Dass das nicht ohne actionreichen Zusammenstöße abgeht, bei denen sich die seltsamen Fähigkeiten der Helden und Schurken genüsslich in Szene setzen lassen, ist klar. Vaughn lässt dafür neben bekannten Figuren wie Xavier, Magneto und Mystique auch einige für die Filmreihe neue, mit spektakulären Gaben gesegnete Mutanten antreten, etwa die im wahren Wortsinn diamantharte Emma Frost. Mindestens ebenso viel Sorgfalt wie auf Action, Masken und Effekte (die auch ohne 3D mitreißend sind) setzt der Film auf stimmige Figurenentwicklungen und auf Konflikte, die durch verbale, sehr emotionale Konfrontationen ausgetragen werden und um den inhaltlichen Nukleus des Franchise kreisen: Da steht die Sehnsucht derer, die sich als „Freaks“ fühlen, nach Normalität dem Stolz auf die eigene Besonderheit entgegen; die Angst vor Diskriminierung und der daraus geborene Hass treffen aufs Zutrauen in das humanistische Potenzial der Gesellschaft, auch die Andersartigen akzeptieren zu können.
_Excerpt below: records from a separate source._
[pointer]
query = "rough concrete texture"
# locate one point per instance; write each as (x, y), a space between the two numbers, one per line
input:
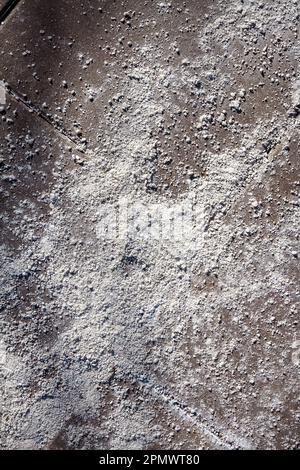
(114, 335)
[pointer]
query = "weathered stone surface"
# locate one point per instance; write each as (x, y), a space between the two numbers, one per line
(150, 182)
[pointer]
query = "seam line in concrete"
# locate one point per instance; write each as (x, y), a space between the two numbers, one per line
(46, 117)
(188, 414)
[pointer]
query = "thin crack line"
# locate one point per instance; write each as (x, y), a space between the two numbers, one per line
(46, 117)
(8, 9)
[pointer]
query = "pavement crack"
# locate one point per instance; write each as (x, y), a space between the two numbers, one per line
(217, 435)
(73, 140)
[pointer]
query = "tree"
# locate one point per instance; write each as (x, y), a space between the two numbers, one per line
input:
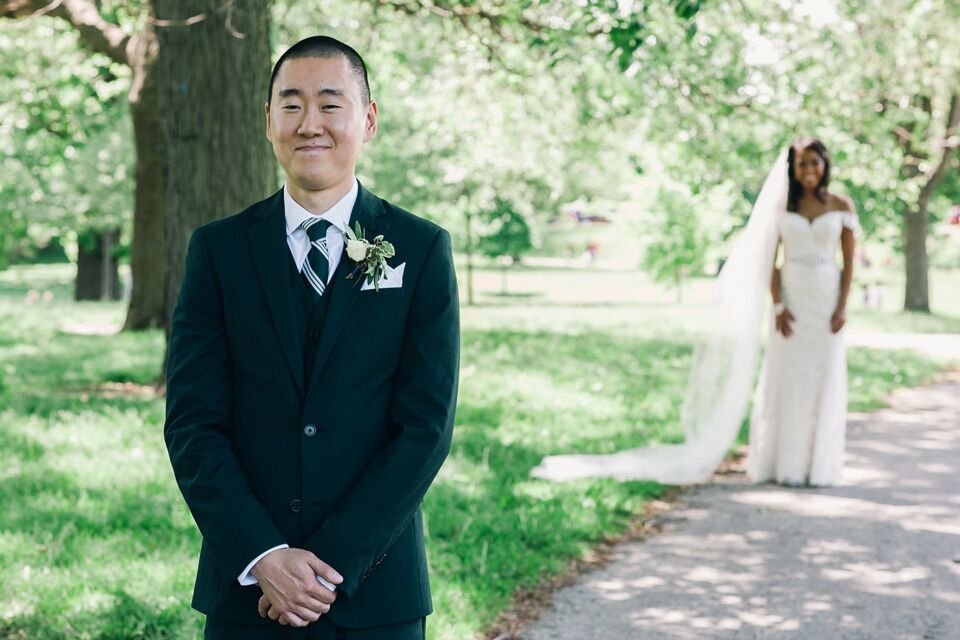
(506, 235)
(677, 240)
(876, 80)
(99, 26)
(214, 73)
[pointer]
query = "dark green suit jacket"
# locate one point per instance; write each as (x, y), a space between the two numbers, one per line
(380, 399)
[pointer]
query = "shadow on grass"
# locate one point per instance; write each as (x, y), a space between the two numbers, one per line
(125, 618)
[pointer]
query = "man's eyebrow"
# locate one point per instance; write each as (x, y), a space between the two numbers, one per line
(326, 91)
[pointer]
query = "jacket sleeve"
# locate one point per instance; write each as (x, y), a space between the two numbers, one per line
(234, 525)
(423, 405)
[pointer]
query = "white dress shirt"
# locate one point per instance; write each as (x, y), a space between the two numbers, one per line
(338, 216)
(299, 242)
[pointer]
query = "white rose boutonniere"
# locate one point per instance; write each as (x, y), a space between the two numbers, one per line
(370, 258)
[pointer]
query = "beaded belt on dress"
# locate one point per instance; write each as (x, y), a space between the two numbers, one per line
(811, 261)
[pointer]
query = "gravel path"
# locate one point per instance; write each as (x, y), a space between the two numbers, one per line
(877, 558)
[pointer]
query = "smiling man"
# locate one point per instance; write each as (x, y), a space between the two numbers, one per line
(309, 405)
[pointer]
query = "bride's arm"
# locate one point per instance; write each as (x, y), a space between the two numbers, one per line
(847, 244)
(781, 313)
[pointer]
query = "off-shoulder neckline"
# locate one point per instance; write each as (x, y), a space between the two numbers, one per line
(817, 217)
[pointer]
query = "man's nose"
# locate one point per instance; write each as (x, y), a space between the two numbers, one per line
(312, 124)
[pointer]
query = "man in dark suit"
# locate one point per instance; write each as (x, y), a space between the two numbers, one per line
(308, 407)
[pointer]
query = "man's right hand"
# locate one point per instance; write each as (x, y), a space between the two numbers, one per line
(288, 578)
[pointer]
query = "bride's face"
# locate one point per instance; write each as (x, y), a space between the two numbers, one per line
(808, 168)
Das Vorwissen der treuen X-Men-Fans darum, dass die Allianz zwischen dem von inneren Dämonen verfolgten Erik und dem noblen, wohlmeinenden, aber hier noch etwas naiven Xavier nicht von Dauer sein wird, sowie die Kenntnis der schäbigen Rolle, die die Normalmenschen im weiteren Schicksal der Mutanten spielen werden, steigern dabei noch einmal die Spannung und die Anteilnahme. Bei allem Humor, den der Film immer wieder entfaltet, gibt dies den leicht melancholischen Grundton vor, der eine schöne Allianz mit dem nostalgischen Sixties-Retro-Look eingeht. Dieser historischen Einbettung zum Trotz wirkt die Reflexion über die menschliche Schwäche, das Unbekannte lieber als Feindbild zu verdammen als sich differenziert damit auseinander zu setzen, wesentlich aktueller als die Post-9/11-Anspielungen in Teil 3, was daran liegt, dass der Stoff nicht nur ein billiger Vorwand für das Spektakel ist, sondern ernst genommen wird. Auch dank der talentierten Darsteller Michael Fassbender und James McAvoy, die die großen Rollenvorbilder Ian McKellen und Patrick Stewart würdig vertreten, ist der rundum gelungene Film für die „X-Men“ Hommage und Erneuerung zugleich.